Remembering The Guns of August

Tony Wilson
Boughton Law
Anyone who hasn’t read Barbara Tuchman’s Pulitzer prize-winning book from 1962, The Guns of August should read it this summer, which is coincidentally the 100th anniversary of the start of the First World War.

The Guns of August has nothing to do with humour, lawyers, or life in Vancouver, but it has much to say about the world that started to fall apart in August 1914; and arguably fell apart by 1918. Perhaps, by the news this summer, it’s falling apart again.

If you got through law school and have a sense of history, politics, and the society we live in, you’ll know 1914 matters a lot. With Russian rebels shooting down Malaysian passenger jets over Ukraine, chaos and civil war raging throughout Syria, Libya, and Iraq (and in the process, changing the borders of Syria and Iraq and creating a “caliphate” called the Islamic State that somehow wants to return to the 14th century), August 2014 is a good time to reflect about August 1914. (Or, given what I’m hearing about ISIS, maybe I should recommend one of Barbara Tuchman’s other fine books, A Distant Mirror: The Calamitous 14th Century.)

History is in all of us, and the First World War still has resonance for those of us of a certain age. My grandfather on my dad’s side, Jack Wilson, was a bicycle courier with Canadian Cyclist Battalion and served (as my dad told me), at Passchendaele and the Somme, delivering messages up and down the trenches, “going over the top,” and in the process, being hit by mustard gas twice during his military service.

When he returned to Canada in 1919, his doctors required him to leave Hamilton for “better air” because his lungs were so damaged, so he moved to Victoria, where he died in 1961.

My great uncle on my mother’s side, Graham Parsons, was 18 when he was “called up” towards the end of the war. He was two years younger than my son is now. Arguably, the war had been led by officers who thought little of sending men across no-man’s land to a barrage of machine gun fire; all for a few dozen yards of territory here and there. When “The Empire” ran out of soldiers, more were conscripted. Graham was one of them.

Young Graham received his initial military training in eastern Canada, boarded a freighter for Liverpool, and was stationed at a camp called Kinmel in Bodelwyddan, North Wales in October 1918. I’ve read reports the camp was a “filthy, overcrowded hellhole, without bedding and sufficient coal or wood to heat the soldiers’ barracks and where the men were forced to sleep on damp earth and eat food that was described as pig swill.”
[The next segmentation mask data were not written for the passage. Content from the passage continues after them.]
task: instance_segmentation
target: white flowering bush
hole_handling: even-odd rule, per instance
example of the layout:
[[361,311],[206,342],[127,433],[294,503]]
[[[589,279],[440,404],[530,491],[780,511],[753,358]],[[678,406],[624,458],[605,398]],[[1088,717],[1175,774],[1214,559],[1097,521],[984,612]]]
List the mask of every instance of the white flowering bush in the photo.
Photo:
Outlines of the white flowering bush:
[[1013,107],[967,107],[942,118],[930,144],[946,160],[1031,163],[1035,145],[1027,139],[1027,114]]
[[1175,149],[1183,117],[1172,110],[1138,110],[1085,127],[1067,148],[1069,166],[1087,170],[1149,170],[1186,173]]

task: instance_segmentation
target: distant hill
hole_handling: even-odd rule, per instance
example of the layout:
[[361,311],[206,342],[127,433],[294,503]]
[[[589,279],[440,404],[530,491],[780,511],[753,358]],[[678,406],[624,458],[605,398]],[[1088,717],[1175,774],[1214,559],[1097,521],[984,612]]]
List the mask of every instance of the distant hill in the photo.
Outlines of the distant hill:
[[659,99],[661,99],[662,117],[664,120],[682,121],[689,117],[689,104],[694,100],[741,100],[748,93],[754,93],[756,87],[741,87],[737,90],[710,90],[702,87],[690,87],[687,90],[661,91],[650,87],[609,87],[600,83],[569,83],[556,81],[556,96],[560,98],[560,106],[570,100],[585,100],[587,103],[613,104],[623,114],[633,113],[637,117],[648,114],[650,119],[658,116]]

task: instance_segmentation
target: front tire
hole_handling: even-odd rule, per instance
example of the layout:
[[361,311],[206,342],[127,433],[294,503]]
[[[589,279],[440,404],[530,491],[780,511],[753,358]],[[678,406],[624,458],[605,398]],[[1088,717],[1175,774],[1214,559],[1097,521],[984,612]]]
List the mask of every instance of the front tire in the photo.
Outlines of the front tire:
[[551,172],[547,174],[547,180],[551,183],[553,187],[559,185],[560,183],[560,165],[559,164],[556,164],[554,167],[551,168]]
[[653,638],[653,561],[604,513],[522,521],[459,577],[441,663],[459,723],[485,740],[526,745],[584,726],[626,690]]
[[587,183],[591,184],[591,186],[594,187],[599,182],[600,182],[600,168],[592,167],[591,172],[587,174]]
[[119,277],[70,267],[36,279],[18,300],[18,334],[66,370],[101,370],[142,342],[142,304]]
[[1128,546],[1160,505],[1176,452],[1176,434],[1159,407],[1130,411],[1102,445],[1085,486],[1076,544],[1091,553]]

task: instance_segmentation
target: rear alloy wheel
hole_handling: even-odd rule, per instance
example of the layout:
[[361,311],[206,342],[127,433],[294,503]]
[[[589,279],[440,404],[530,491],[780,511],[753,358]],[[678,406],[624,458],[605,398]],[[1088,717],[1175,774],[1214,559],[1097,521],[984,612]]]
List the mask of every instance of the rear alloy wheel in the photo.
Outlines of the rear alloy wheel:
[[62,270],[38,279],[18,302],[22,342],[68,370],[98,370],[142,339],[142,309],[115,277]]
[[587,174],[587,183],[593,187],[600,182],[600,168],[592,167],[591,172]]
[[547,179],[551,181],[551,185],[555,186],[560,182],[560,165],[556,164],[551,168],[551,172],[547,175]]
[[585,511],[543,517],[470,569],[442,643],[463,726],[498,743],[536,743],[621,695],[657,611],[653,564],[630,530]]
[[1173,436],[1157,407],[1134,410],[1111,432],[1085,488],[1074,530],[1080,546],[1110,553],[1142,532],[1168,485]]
Because the conditions were so decrepit at Kinmel, he died 13 days before the end of the First World War of the Spanish Flu, which killed him and another 20 million people in 1919. He’s buried there, along with around 80 other Canadian soldiers whose glacially slow repatriation at the end of the war became a national disgrace. The Canadian government didn’t want to send the soldiers back until the spring of 1919 for political reasons (something about Canadian ports being frozen and not wanting the soldiers coming through the U.S.). But the soldiers wanted to get home, and feared the best jobs were going to other returning soldiers.

So five months after Graham died of the flu, the Canadians rioted. The Camp Kinmel riots resulted in five men being shot and killed and 23 wounded. There were 78 soldiers, mostly Canadian, arrested; 25 were convicted of mutiny. Because Graham’s brother (my grandfather), travelled to Australia as a merchant mariner during the war, he survived the trenches, the carnage, and the flu that killed his brother at Kinmel.

And thus 100 years later, I’m here to tell this story and Graham’s hypothetical descendants aren’t.

Talk to anyone who is 60 or older, and they may well have had a parent serve in the Second World War and a grandparent serve in the First. But be mindful who you talk to. A neighbour of mine was very intrigued to see a set of binoculars my grandfather pulled off of a dead German soldier in 1916. His grandfather had also fought in 1916 . . . but for the Kaiser. He had inherited the same set of binoculars from his grandfather as I had from mine. Over discussions about our respective grandparents, I learned his father had been at Stalingrad. And a year or two later, I met his dad and we talked about his time in Stalingrad. This led to my friend writing a book called The Last Plane.

In many ways, the First World War changed the world more than the Second, especially if you take into account the First arguably started the Second (by giving Germany a 20-year truce to reload). The Great Powers that won the war carved it up for their own imperial purposes (some of those purposes involved oil), leading us, 100 years later, to deal with Syria, Iraq, and the empire that the Ottomans lost. Now, we have to deal with an emboldened Russia; apparently nostalgic for the old Soviet days (another creature spawned from the First World War), and bent on regaining territory it lost after the collapse of the Soviet Union in the 1990s.

As I look out on this hot and sunny August day in 2014 in one of the world’s most beautiful cities, I have to remind myself about the world of my grandfather’s generation, and how easy that world can be lost.